Had these women not been pregnant, they would have been able to post bail and leave. But Alabama has a history of placing pregnant women in a different legal category. Chemical endangerment laws that apply to women who have used drugs during a pregnancy can carry stiff penalties; According to AL.com, if the pregnancies result in a miscarriage or stillbirth, women can face up to 99 years in prison.
According to the AL.com article, another woman, Hali Burns, tested positive for drugs during her pregnancy and was arrested after giving birth. After she was sent to jail, she had to stuff paper towels into her pants to cope with the bleeding. Two months later, AL.com reported, Burns remains in jail following her medically risky postpartum period.
Alabama is not known for having the most humane incarceration system, but the Etowah County Detention Center has had a particularly dark history. Some of the allegations inmates have directed at the center over the past couple decades include unusually long stays, poor medical care, and no access to any outdoor spaces. The most common complaint, though, has been of malnourishment. A number of people who went through the jail complained of barely edible food, sometimes rotten, expired, or even “insect-infested.” Some said they had gotten food poisoning. Others claimed to have lost significant amounts of weight. One person told AL.com at the time that “salads were made with rotten lettuce, we had beans every day and noodles with no taste.” Others recalled eating porridge and bread.
In 2018, AL.com reported that the sheriff of Etowah County had pocketed around $1.5 million from a fund meant to feed inmates. The sheriff, Todd Entrekin, had not violated state law as it was written—the Depression-era law was meant for a time when the sheriff and his wife were personally responsible for feeding inmates—but it soon became apparent that he had cut corners with meals, possibly in order to purchase a beach house. Entrekin was voted out of office after the reporting came out.
Many of the inmates who suffered through poor conditions at the Etowah County jail were stuck in immigration purgatory. From 1997 until March of this year, Etowah County served as a detention center for Immigration and Customs Enforcement. This helped the institution’s finances: By around 2011, the jail had become profitable for the sheriff, with federal funding swelling to match the growing immigrant population. In recent years, an average of 300 ICE detainees were held in the jail at a time, with the federal government paying $45 per inmate per day.

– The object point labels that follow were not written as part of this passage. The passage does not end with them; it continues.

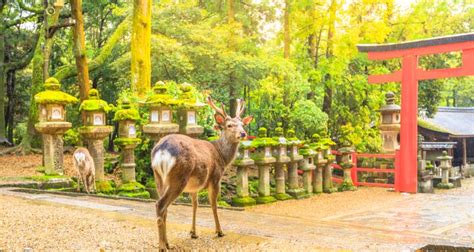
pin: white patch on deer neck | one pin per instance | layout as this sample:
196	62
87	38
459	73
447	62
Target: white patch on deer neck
162	163
79	156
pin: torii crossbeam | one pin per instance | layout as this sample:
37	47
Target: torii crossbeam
409	75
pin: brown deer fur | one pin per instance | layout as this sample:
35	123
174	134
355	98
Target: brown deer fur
183	164
84	166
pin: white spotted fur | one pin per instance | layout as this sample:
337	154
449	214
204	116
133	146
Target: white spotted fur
162	163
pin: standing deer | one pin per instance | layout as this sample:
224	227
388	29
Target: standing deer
84	165
184	164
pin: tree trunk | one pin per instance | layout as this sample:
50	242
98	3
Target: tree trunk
327	102
3	77
11	79
286	29
140	45
80	49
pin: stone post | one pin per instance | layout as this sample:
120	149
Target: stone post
318	173
445	166
327	173
52	124
188	111
243	162
161	121
282	159
308	167
263	159
94	118
294	189
346	165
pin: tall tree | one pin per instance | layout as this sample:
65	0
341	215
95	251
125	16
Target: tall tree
80	48
141	47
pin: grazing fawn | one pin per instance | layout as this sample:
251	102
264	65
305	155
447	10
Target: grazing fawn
184	164
84	165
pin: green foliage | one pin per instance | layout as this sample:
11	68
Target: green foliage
72	137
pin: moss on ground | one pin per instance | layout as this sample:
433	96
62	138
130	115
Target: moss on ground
104	187
243	201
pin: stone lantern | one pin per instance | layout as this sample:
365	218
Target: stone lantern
243	162
445	166
308	166
346	165
293	186
94	131
127	140
263	159
320	163
280	153
390	123
52	124
161	106
188	111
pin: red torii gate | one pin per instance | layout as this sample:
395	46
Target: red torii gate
409	75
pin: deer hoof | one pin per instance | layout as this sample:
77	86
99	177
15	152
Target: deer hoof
193	235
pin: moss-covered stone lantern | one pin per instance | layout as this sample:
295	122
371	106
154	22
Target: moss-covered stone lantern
346	165
188	111
320	162
293	185
127	141
243	162
94	131
308	166
445	166
161	105
282	159
264	159
390	123
52	124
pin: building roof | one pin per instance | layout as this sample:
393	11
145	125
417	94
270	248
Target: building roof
457	122
457	38
437	145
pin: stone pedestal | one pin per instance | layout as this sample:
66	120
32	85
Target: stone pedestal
94	137
243	162
318	174
445	166
52	135
264	165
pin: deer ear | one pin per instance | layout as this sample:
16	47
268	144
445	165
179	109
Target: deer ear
219	119
247	120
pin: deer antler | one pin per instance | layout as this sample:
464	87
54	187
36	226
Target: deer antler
240	108
220	111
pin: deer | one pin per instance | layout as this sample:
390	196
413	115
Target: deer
85	168
184	164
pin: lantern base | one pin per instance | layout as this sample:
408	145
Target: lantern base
298	193
243	201
265	199
282	196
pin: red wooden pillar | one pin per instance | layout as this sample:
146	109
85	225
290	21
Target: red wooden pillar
409	127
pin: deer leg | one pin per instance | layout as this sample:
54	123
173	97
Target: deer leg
213	193
195	203
161	211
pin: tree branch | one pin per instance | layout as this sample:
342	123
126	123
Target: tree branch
34	9
68	71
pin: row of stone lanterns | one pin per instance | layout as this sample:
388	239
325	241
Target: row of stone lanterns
52	125
280	152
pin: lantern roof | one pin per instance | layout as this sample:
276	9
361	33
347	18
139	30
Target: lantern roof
52	94
126	112
188	97
161	96
94	103
390	105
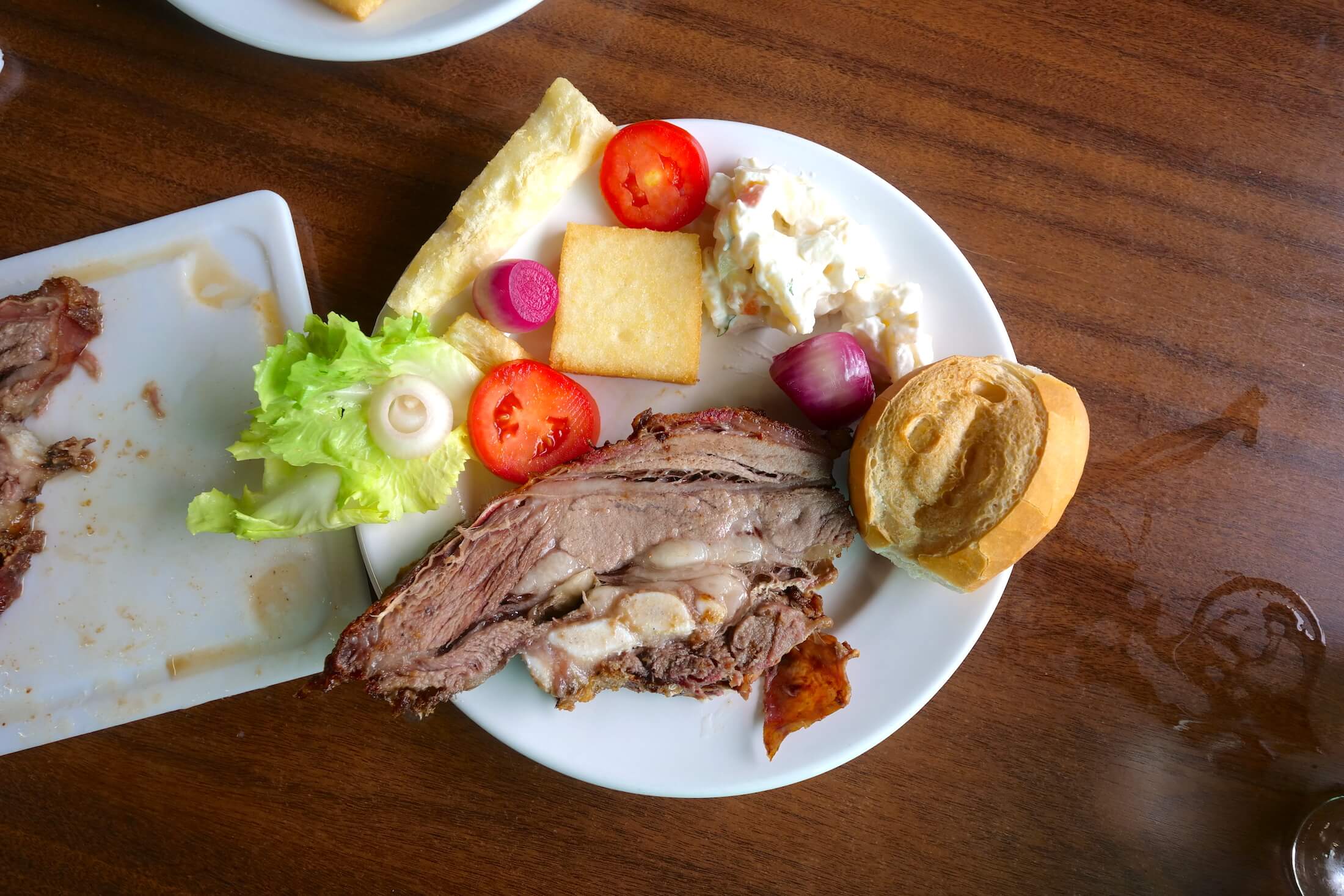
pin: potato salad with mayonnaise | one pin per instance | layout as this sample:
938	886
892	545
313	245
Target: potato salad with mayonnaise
787	254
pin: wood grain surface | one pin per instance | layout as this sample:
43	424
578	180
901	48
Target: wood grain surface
1153	194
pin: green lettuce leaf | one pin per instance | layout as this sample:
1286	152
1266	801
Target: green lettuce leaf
321	467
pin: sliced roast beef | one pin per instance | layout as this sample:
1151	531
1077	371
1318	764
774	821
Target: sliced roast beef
683	561
42	336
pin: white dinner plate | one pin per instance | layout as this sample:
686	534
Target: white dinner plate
312	30
125	614
911	635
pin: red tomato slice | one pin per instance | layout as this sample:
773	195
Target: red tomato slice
655	175
526	418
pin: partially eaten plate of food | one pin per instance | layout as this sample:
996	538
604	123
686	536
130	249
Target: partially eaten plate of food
673	442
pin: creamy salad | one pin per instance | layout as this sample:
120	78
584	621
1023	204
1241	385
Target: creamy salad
787	254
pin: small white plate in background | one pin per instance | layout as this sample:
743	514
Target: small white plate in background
312	30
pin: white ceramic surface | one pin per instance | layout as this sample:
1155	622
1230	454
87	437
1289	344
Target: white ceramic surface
312	30
911	635
125	614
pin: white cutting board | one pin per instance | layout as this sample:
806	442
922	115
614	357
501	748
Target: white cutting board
125	614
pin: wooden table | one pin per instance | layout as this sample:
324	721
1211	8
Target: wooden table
1151	191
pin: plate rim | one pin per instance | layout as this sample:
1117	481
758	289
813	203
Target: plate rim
366	49
992	590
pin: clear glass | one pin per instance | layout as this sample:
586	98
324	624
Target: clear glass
1319	851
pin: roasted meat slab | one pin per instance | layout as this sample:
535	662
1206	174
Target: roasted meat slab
42	335
681	561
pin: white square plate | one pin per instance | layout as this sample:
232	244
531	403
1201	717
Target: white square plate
125	614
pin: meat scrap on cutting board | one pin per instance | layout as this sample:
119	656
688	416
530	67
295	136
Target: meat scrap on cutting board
682	561
42	336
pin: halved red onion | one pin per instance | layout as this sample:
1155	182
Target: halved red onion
828	378
516	296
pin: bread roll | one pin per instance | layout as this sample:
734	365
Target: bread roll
963	467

In March, citing “a long history of serious deficiencies identified during facility inspections,” ICE announced it would no longer send detainees to Etowah. Before that happened, one immigrant alleged that he was placed in solitary confinement for two months because he asked for a COVID test. He was not alone in feeling the jail was not taking COVID seriously enough, and for pregnant women, that concern carries extra urgency. Medical professionals urged the facilities not to hold pregnant women, given the higher rates of complications and even miscarriage that come with COVID.
Correction, Sept. 12, 2022: This post originally stated that Hali Burns was in the hospital. She is, in fact, still in jail.